Adam gibi adam
Aslında "Helal olsun" demek lazım. Ama hangisine? Çocuğum kaçırıldı diye ekran ekran dolaşan gözü yaşlı anneye mi? Gerçek babası benim, o yüzden aldım kaçırmadım diyen yeni babaya mı? Yoksa her şeye rağmen "Şeref benim oğlumdur. Soyadımı verdim, konu kapanmıştır" diyen babaya mı? Benim favorim üçüncüsü. Genelde bizim memlekette yasak aşk yaşayan eşe iyi gözle bakılmaz. Bırakın çocuğu kabul etmeyi, adamlar karılarını bile sahiplenmezler. O yüzden iyi bir adım olduğunu düşünüyorum. Helal olsun sana Tuncay Engin diyorum. Cüssen kadar kalbin de büyükmüş. Öylesine büyükmüş ki bakın ne demiş: "Ben adam gibi adamım. Bugüne kadar bana eş olduysa, ben onu her zaman taşıyacağım."

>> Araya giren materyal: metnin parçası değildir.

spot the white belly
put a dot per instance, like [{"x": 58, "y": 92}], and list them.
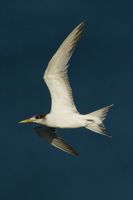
[{"x": 65, "y": 120}]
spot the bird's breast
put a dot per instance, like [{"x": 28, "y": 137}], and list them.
[{"x": 65, "y": 120}]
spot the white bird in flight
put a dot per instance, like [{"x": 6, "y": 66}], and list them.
[{"x": 63, "y": 112}]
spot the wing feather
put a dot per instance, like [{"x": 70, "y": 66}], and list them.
[
  {"x": 56, "y": 76},
  {"x": 51, "y": 137}
]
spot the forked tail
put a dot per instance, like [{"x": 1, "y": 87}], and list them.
[{"x": 95, "y": 120}]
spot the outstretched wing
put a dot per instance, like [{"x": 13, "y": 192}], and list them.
[
  {"x": 56, "y": 76},
  {"x": 51, "y": 137}
]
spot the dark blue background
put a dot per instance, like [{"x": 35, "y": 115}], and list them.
[{"x": 101, "y": 74}]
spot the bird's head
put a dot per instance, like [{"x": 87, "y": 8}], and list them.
[{"x": 35, "y": 119}]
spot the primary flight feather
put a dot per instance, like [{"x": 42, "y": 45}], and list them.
[{"x": 63, "y": 112}]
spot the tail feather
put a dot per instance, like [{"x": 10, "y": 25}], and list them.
[{"x": 95, "y": 120}]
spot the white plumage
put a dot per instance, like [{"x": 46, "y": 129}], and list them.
[{"x": 63, "y": 112}]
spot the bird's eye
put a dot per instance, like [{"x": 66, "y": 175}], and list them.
[{"x": 39, "y": 116}]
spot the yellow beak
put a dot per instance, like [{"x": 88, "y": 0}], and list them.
[{"x": 26, "y": 121}]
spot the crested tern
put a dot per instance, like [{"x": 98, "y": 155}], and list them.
[{"x": 63, "y": 113}]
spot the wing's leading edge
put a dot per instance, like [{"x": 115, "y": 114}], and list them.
[{"x": 56, "y": 76}]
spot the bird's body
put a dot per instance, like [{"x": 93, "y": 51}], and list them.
[
  {"x": 63, "y": 112},
  {"x": 64, "y": 120}
]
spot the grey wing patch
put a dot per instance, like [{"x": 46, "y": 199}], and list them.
[{"x": 51, "y": 137}]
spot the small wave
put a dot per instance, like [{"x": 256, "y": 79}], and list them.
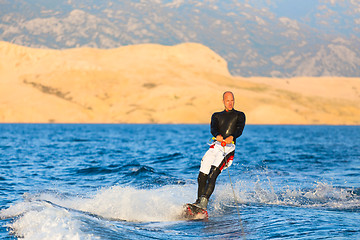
[
  {"x": 49, "y": 214},
  {"x": 323, "y": 196}
]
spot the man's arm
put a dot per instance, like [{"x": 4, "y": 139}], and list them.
[
  {"x": 214, "y": 125},
  {"x": 240, "y": 124}
]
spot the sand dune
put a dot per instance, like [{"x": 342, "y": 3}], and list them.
[{"x": 151, "y": 83}]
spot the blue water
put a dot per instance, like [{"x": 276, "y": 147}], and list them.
[{"x": 84, "y": 181}]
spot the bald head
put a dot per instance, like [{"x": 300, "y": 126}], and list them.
[{"x": 229, "y": 101}]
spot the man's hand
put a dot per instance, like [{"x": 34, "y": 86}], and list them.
[{"x": 229, "y": 139}]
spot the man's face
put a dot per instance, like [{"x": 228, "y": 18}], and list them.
[{"x": 228, "y": 101}]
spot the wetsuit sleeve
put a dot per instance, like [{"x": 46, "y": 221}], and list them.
[
  {"x": 240, "y": 124},
  {"x": 214, "y": 125}
]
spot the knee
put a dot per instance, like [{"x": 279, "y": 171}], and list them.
[{"x": 202, "y": 177}]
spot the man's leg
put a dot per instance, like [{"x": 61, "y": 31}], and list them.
[
  {"x": 202, "y": 182},
  {"x": 214, "y": 173}
]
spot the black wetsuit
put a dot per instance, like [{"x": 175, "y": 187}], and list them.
[
  {"x": 228, "y": 123},
  {"x": 225, "y": 123}
]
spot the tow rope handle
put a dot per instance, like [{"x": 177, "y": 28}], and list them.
[{"x": 223, "y": 143}]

Sabahın erken saatlerinde kahveyle uyanmaya çalışırken "Bulmuşlar" dedi Necla. Gözyaşları içindeydi. "Duydun mu çocuğu bulmuşlar."Necla evin her şeyi, bizim köpeklerin gözbebeği, aslında mahallenin muhtarı. Ne var ne yok önce ondan haber alırım. "Dört aydır anneyle birlikte ben de bittim. Sonunda buldular" diye devam etti. Sadece Necla ağlamadı 2 yaşındaki Şeref için, tüm Türkiye annesiyle birlikte ağladı. Şimdi ise çok farklı bir tablo var karşımızda. Meğer kadın kocasıyla ayrı olduğu dönemde yasak aşk yaşamış. (Ayrıysa niye yasak aşk onu da pek anlamadım. İlişkiyi girdiği kişi evli olduğu için mi? Kadın kocasından yaklaşık 3 ay ayrı kalmış. Ne ara öbürüyle tanıştı, ne ara beraber oldu, ne ara hamile kaldı... Bu da ayrı bir helal olsun! yazısıdır ya, neyse. ) Hamile kalan kadın çocuğunu yasak aşkına elleriyle teslim etmiş. Üstelik televizyonda hepimizi duygulandıran o feryatları ederken, her haftasonu çocuğunu görmeye gidiyormuş. Yaşadığından haberdarmış. İyi mi? Kocası internet sitesi kurup, sokaklara kayıp ilanları asarken kadın aslında çocuğunun nerede olduğunu biliyormuş. Koca da hiç sormamış sen nereye gidiyorsun diye. Pes ettim. Dallas'ın senaryosu yanında hiç kalır.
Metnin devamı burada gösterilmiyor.